E-commerce expert, webretailer.com, states that a number of businesses in the farming industry and elsewhere have called for the supermarket chain to reassess these new fees, which if imposed could put many of them out of business.

Webretailer.com has broken down exactly what these fees entail and what they might mean for businesses that sell online, should they go ahead.

Fulfilment fees are the total costs and expenses involved in receiving, handling, storing and distributing or redistributing a product, Webretailer states. These fees are calculated by taking the revenue from each product sale per unit, minus the total cost of purchasing it and transporting it from its original location to where it is sold. Some other costs such as advertising and warehousing costs may also be taken into account.

Fulfilment fees are most commonly associated in the UK with Amazon, as the company operates more than 20 fulfilment centres or warehouses across the UK, plus many more around the world.

Tesco’s proposed fees are said to be an extra 12p for branded items and 5p for Tesco home brand products. However, Tesco has outlined that the fees can be negotiated per case with each of its suppliers.

Webretailer points out that while these fees might not sound like much to begin with, they represent the cost per unit for every online sale made in the UK, meaning the costs will truly mount up quickly.

However, Tesco’s smallest suppliers – that’s those with a turnover of £250,000 or less – will be exempt from these fulfilment fees.

Furthermore, if the fulfilment fees do go ahead as planned and suppliers fail to comply, some businesses could find themselves facing hefty fines.

‘More balanced approach’

Tesco has argued that the new fees are going to be essential to help the supermarket chain cope with more customers doing their shopping online than ever before.

In an email sent out to all of its suppliers, Tesco stated that it “shoulders the majority of fulfilment costs – whether it’s serving more than one million orders a week or getting products to thousands of independent retailers and catering customers”.

The introduction of new fulfilment fees is said to be part of Tesco’s “more balanced approach”. Suppliers were told that they need to get on board with the idea or else face range and price plan reviews, or at worst fines.

Suppliers will not be the only ones affected by these changes, Webretailer adds, as Tesco customers could find more empty spaces on shelves or lack of availability online as a result of supply problems and disputes.

There is no deadline for suppliers to engage with the scheme – which had been due to start mid-March, although a stand-off is expected to be imminent between Tesco and at least 15 of its key suppliers.

‘Outrageous’ move

An email, seen by the BBC, warned suppliers could be penalised if they do not agree to the new “fulfilment fee”.

Business retail consultant Ged Futter said the move was “outrageous”.

While small businesses with a turnover of less than £250,000 would not have to pay the fee, online sales through the company’s wholesale Booker business would be included.

Ged Futter, a former buyer for Asda, did not believe any other supermarkets used this type of operating model, which he understood had been due to start mid-March.

The retail price consultant, who helps businesses negotiate with supermarkets, said he had received 15 calls from suppliers.
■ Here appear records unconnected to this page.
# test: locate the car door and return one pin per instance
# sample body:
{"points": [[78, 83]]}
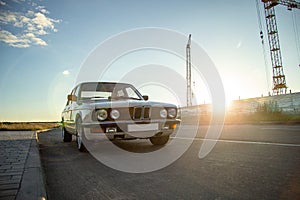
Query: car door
{"points": [[73, 108], [66, 115]]}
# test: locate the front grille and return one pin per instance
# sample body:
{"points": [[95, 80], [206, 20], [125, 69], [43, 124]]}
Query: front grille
{"points": [[141, 113]]}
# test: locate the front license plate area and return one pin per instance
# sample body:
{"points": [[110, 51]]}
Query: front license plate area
{"points": [[142, 127]]}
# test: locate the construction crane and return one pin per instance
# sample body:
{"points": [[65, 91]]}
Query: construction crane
{"points": [[189, 72], [279, 82]]}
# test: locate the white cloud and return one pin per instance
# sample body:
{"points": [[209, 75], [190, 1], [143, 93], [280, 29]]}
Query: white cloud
{"points": [[66, 72], [13, 40], [23, 29]]}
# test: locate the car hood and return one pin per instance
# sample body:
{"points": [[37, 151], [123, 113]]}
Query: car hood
{"points": [[123, 103]]}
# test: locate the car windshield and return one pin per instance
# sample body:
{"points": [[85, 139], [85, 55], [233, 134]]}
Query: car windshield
{"points": [[111, 91]]}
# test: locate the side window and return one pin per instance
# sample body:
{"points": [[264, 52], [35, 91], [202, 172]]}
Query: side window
{"points": [[76, 92], [69, 102]]}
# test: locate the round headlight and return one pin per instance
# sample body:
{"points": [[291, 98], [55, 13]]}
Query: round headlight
{"points": [[163, 113], [172, 112], [114, 114], [101, 114]]}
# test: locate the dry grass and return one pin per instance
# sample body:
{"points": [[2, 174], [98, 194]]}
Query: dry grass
{"points": [[27, 126]]}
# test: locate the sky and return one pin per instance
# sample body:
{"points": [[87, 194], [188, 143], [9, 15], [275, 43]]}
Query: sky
{"points": [[43, 45]]}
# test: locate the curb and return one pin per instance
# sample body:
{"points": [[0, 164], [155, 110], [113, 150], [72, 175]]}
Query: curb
{"points": [[33, 184]]}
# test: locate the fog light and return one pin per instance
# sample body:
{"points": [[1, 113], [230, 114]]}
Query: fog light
{"points": [[111, 130]]}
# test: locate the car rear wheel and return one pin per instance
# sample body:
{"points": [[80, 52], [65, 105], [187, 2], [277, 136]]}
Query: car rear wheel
{"points": [[66, 135], [162, 140], [79, 135]]}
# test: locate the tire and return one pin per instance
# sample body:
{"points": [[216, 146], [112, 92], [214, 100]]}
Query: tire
{"points": [[159, 140], [66, 135], [79, 135]]}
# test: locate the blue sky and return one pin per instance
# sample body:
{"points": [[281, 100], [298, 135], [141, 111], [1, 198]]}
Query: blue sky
{"points": [[44, 43]]}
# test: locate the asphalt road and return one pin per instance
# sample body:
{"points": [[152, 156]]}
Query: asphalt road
{"points": [[248, 162]]}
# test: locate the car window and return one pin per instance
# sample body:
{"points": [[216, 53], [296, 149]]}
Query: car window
{"points": [[131, 93]]}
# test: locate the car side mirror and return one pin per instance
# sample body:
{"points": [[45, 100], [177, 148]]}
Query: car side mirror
{"points": [[72, 97], [145, 97]]}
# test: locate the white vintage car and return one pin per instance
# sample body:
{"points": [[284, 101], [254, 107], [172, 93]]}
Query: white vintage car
{"points": [[117, 111]]}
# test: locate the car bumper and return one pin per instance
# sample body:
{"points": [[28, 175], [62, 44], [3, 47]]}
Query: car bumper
{"points": [[129, 129]]}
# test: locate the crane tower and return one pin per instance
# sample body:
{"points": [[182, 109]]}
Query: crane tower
{"points": [[279, 82], [188, 72]]}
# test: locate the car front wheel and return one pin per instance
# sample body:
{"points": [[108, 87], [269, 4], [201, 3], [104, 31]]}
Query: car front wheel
{"points": [[162, 140], [79, 135], [66, 135]]}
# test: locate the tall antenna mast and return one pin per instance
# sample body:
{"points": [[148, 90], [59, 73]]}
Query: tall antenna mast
{"points": [[189, 72], [279, 82]]}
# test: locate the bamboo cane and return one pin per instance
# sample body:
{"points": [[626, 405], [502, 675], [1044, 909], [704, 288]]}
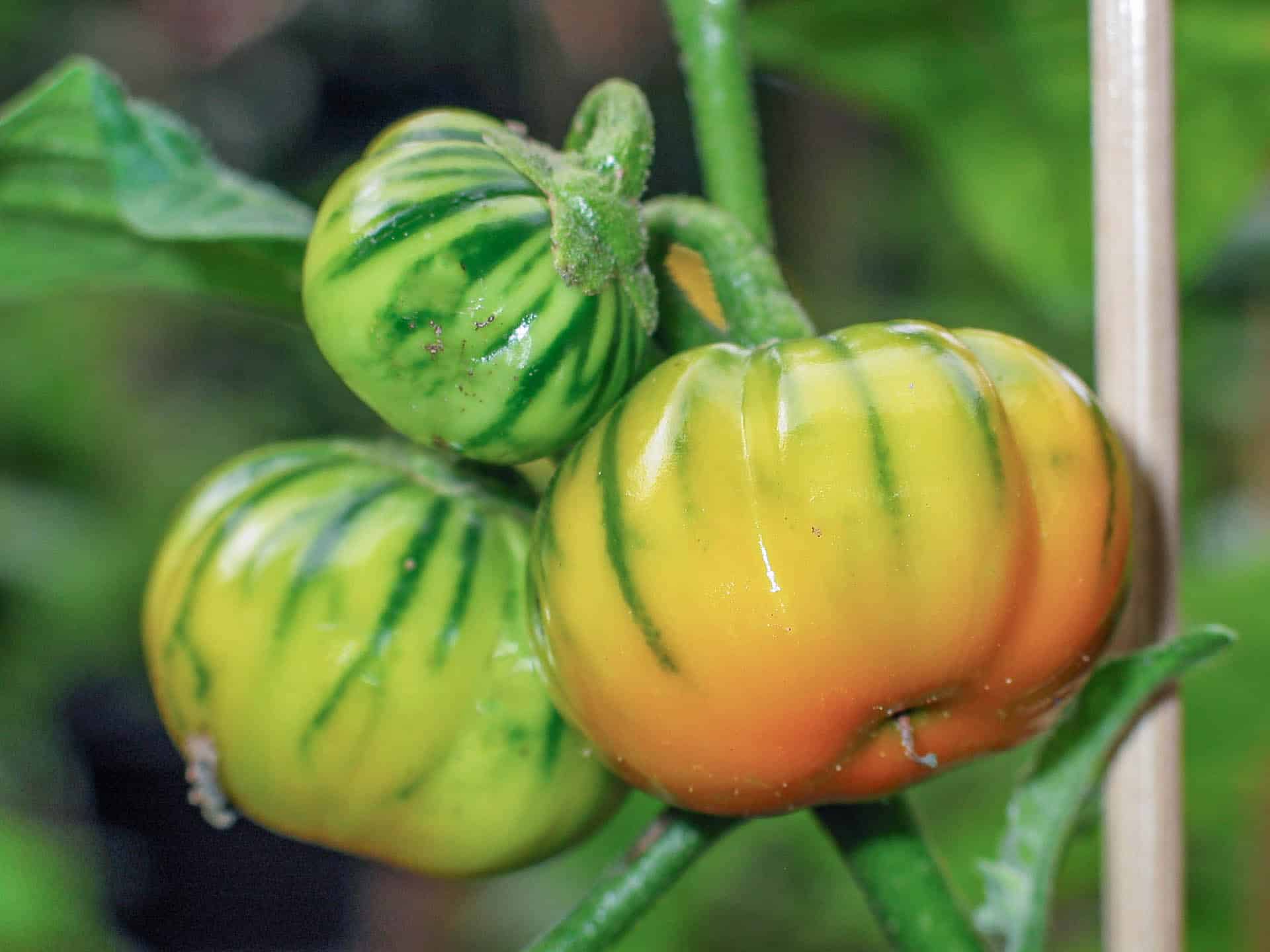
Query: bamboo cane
{"points": [[1137, 375]]}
They all told him they would refuse to pay the fee.

He added that Tesco had “picked the wrong moment to do this”. As Tesco was not accepting price increases from suppliers there would soon be more gaps on the supermarket shelves, he added.
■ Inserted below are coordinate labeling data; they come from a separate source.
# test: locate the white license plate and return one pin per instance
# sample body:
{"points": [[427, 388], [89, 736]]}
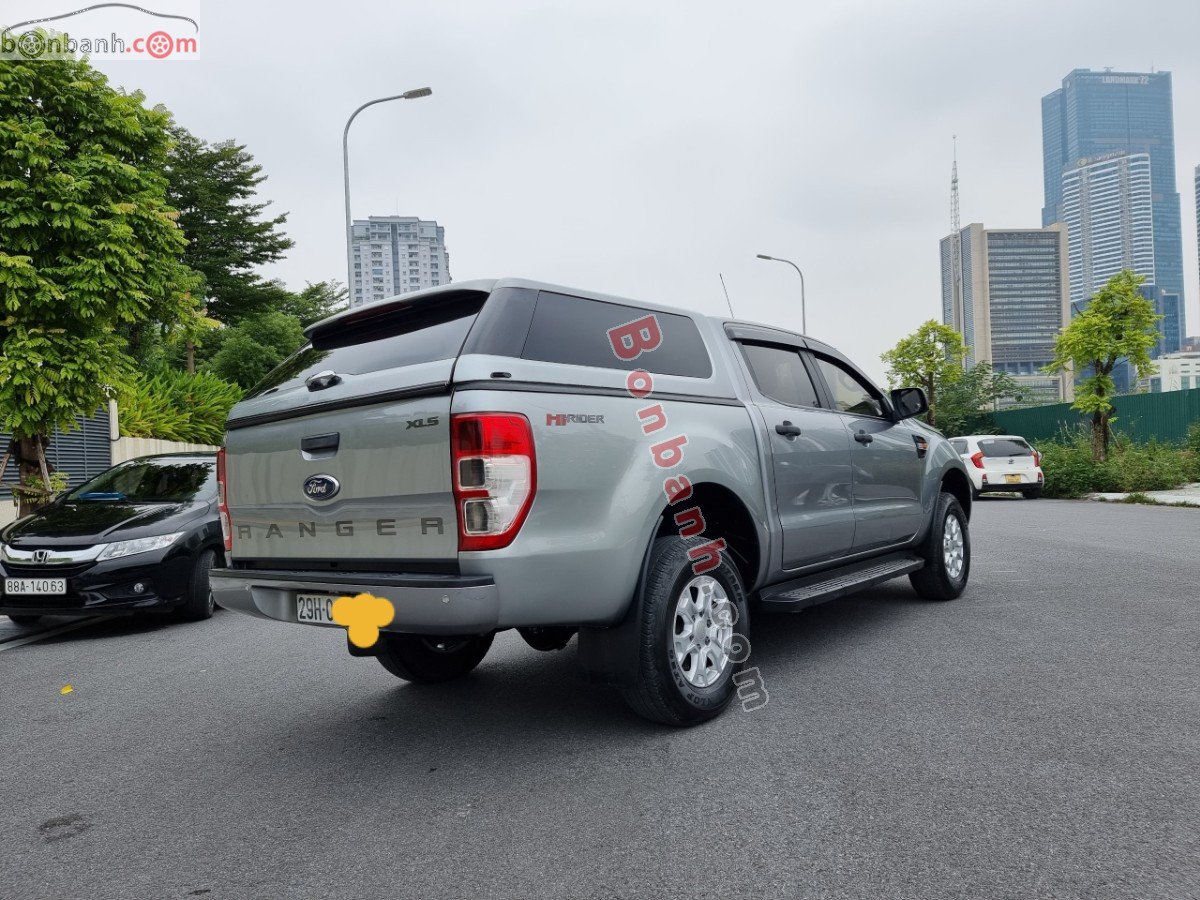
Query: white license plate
{"points": [[35, 586], [316, 609]]}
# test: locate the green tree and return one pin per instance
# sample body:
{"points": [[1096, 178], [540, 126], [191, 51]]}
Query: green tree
{"points": [[965, 403], [929, 358], [89, 246], [256, 346], [316, 301], [1117, 323], [215, 189]]}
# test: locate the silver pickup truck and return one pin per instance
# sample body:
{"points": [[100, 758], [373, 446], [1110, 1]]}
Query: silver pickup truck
{"points": [[513, 455]]}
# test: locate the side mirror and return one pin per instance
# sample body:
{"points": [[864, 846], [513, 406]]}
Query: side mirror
{"points": [[909, 402]]}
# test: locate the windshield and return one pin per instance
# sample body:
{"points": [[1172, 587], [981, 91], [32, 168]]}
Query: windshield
{"points": [[151, 481], [1006, 447]]}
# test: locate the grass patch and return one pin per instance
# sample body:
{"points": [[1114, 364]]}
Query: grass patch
{"points": [[1131, 468]]}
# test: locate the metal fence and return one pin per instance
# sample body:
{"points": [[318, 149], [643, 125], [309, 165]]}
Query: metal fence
{"points": [[81, 454], [1143, 417]]}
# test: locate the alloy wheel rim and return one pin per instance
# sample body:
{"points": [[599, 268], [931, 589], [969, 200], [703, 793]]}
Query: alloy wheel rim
{"points": [[953, 546], [702, 630]]}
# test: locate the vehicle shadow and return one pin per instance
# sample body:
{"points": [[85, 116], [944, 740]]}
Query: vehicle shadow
{"points": [[540, 700]]}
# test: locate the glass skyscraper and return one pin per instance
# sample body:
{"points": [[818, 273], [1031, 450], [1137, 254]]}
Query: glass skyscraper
{"points": [[1097, 114]]}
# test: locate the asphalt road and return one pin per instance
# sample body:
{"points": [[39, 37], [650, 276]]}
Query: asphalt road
{"points": [[1037, 738]]}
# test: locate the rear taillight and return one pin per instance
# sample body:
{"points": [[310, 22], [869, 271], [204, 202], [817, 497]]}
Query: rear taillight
{"points": [[223, 502], [495, 477]]}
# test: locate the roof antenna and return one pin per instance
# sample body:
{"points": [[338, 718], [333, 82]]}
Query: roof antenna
{"points": [[727, 303]]}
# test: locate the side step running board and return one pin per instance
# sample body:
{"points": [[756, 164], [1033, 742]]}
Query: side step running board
{"points": [[795, 595]]}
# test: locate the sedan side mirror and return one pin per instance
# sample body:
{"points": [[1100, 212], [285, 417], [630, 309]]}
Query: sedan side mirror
{"points": [[909, 402]]}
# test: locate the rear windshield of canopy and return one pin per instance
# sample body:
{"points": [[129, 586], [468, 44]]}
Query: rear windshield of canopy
{"points": [[408, 336], [1005, 447]]}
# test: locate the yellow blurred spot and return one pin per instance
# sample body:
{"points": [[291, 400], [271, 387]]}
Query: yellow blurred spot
{"points": [[363, 617]]}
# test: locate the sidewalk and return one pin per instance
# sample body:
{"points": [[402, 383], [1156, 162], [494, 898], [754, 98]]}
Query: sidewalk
{"points": [[1187, 495]]}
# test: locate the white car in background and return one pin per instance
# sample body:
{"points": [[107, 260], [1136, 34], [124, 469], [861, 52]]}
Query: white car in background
{"points": [[1001, 463]]}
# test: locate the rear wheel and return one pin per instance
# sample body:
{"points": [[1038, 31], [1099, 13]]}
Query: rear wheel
{"points": [[688, 647], [430, 659], [947, 553], [198, 603]]}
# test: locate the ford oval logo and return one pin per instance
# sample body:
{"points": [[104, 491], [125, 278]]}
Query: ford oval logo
{"points": [[321, 487]]}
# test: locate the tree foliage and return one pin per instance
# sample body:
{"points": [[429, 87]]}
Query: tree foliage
{"points": [[1117, 323], [256, 346], [966, 402], [215, 189], [89, 243], [315, 303], [929, 358]]}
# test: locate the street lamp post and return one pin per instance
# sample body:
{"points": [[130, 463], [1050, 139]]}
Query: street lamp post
{"points": [[804, 316], [346, 178]]}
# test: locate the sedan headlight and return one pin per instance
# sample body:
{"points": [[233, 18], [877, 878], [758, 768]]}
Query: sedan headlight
{"points": [[141, 545]]}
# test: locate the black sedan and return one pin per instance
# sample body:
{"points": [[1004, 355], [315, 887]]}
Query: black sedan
{"points": [[142, 535]]}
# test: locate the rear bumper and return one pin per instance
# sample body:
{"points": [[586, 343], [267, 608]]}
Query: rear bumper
{"points": [[424, 604]]}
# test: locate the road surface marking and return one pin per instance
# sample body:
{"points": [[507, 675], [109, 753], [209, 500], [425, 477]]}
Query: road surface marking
{"points": [[12, 643]]}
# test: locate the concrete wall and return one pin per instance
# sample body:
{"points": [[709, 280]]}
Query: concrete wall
{"points": [[131, 448]]}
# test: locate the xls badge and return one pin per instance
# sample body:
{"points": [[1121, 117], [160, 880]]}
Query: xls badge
{"points": [[321, 487]]}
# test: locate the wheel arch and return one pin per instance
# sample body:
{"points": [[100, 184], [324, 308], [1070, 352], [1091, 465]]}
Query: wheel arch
{"points": [[955, 481]]}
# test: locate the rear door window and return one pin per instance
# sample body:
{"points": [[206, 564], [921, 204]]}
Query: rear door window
{"points": [[427, 333], [1006, 447], [779, 373], [575, 331]]}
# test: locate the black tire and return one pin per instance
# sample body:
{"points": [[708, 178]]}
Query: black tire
{"points": [[936, 581], [664, 690], [431, 659], [198, 603]]}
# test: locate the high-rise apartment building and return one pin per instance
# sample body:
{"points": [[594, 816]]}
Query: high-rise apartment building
{"points": [[1101, 114], [1015, 300], [395, 255]]}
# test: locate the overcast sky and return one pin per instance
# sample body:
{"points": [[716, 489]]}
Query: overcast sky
{"points": [[643, 148]]}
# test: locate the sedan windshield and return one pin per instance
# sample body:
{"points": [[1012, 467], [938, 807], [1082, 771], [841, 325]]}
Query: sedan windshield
{"points": [[151, 481]]}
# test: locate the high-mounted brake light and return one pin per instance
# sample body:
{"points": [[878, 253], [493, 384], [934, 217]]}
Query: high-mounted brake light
{"points": [[223, 502], [495, 477]]}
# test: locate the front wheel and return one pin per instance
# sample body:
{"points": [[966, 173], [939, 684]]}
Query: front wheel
{"points": [[689, 648], [430, 659], [198, 603], [947, 553]]}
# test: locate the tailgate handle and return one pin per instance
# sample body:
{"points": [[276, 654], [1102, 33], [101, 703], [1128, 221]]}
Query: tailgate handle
{"points": [[321, 443], [323, 379]]}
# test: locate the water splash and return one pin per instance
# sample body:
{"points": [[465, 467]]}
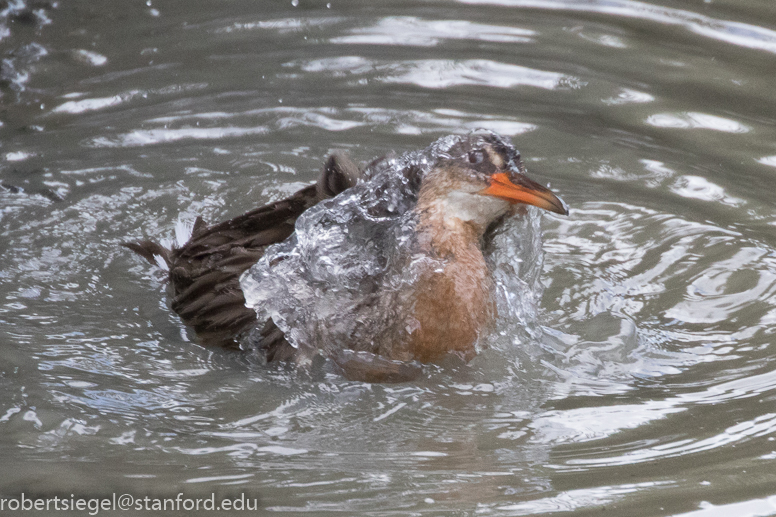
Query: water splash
{"points": [[350, 267]]}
‘Start of conversations’, says Tesco

Tesco said the letter was “the start of conversations with our suppliers” and there was no deadline for engagement.
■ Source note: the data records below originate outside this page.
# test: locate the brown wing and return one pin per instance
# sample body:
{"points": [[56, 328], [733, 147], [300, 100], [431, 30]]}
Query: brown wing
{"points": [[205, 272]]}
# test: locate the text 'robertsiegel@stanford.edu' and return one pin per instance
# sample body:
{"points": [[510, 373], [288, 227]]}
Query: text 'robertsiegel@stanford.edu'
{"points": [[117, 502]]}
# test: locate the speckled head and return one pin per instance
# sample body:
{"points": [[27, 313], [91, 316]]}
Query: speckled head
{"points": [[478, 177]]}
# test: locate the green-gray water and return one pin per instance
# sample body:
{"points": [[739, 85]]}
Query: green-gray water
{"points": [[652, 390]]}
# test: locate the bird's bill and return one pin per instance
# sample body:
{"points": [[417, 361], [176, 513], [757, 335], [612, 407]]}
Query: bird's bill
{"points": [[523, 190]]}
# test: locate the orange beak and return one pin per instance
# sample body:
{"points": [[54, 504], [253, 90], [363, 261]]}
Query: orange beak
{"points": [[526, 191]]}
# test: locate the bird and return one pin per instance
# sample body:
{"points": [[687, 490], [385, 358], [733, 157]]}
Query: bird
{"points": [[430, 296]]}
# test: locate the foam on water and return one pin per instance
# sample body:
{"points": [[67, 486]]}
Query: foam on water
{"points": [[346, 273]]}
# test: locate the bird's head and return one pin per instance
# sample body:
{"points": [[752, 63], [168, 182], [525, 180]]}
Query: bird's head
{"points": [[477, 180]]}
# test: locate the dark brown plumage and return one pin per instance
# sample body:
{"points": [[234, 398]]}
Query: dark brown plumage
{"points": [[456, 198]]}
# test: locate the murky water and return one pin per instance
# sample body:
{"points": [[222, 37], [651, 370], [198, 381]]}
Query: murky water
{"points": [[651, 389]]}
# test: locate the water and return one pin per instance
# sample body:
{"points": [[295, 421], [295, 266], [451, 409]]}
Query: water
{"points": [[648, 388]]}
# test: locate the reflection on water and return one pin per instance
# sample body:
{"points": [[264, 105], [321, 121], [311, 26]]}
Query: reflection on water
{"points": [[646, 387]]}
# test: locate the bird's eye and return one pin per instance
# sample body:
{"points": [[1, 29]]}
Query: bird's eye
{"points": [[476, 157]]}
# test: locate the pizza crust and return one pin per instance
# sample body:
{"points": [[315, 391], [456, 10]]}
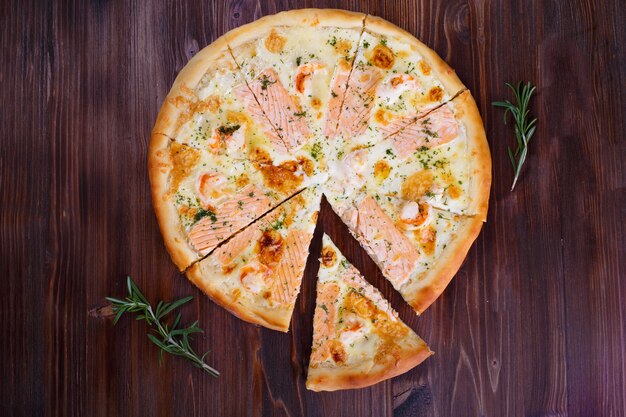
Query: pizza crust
{"points": [[187, 79], [301, 17], [480, 176], [327, 379], [447, 265], [275, 319], [159, 167], [443, 71]]}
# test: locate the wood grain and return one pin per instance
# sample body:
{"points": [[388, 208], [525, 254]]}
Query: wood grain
{"points": [[532, 325]]}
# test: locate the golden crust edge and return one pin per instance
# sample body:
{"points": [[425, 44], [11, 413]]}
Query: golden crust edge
{"points": [[274, 320], [313, 17], [445, 73], [448, 264], [480, 155], [159, 165], [332, 380], [189, 77]]}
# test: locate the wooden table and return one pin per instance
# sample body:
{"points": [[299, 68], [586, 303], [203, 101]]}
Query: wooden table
{"points": [[533, 324]]}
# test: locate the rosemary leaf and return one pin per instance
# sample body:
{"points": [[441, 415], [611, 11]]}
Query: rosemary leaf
{"points": [[524, 129], [172, 340]]}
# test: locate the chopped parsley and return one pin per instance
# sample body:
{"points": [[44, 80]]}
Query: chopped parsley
{"points": [[266, 82], [202, 213], [228, 130], [316, 149]]}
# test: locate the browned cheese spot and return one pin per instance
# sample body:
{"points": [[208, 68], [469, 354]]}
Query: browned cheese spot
{"points": [[454, 191], [382, 117], [270, 247], [427, 238], [424, 67], [343, 46], [415, 186], [435, 94], [337, 351], [329, 257], [183, 158], [242, 180], [274, 42], [382, 57], [381, 170]]}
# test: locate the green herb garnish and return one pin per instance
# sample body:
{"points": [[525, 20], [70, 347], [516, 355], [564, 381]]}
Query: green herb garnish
{"points": [[171, 339], [524, 129], [204, 213]]}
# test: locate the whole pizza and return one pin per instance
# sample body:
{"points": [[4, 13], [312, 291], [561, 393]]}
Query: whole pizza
{"points": [[272, 116]]}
The retailer said its smallest suppliers would not be liable for the fee: “We know there are some real pressures on many of our suppliers, particularly in agriculture, and we have stepped up support in response to that.”

In the UK, the government’s Groceries Code Adjudicator, which regulates relationships between supermarkets and suppliers, said it was aware of the issue and seeking further information from Tesco. It encouraged suppliers with concerns to get in touch.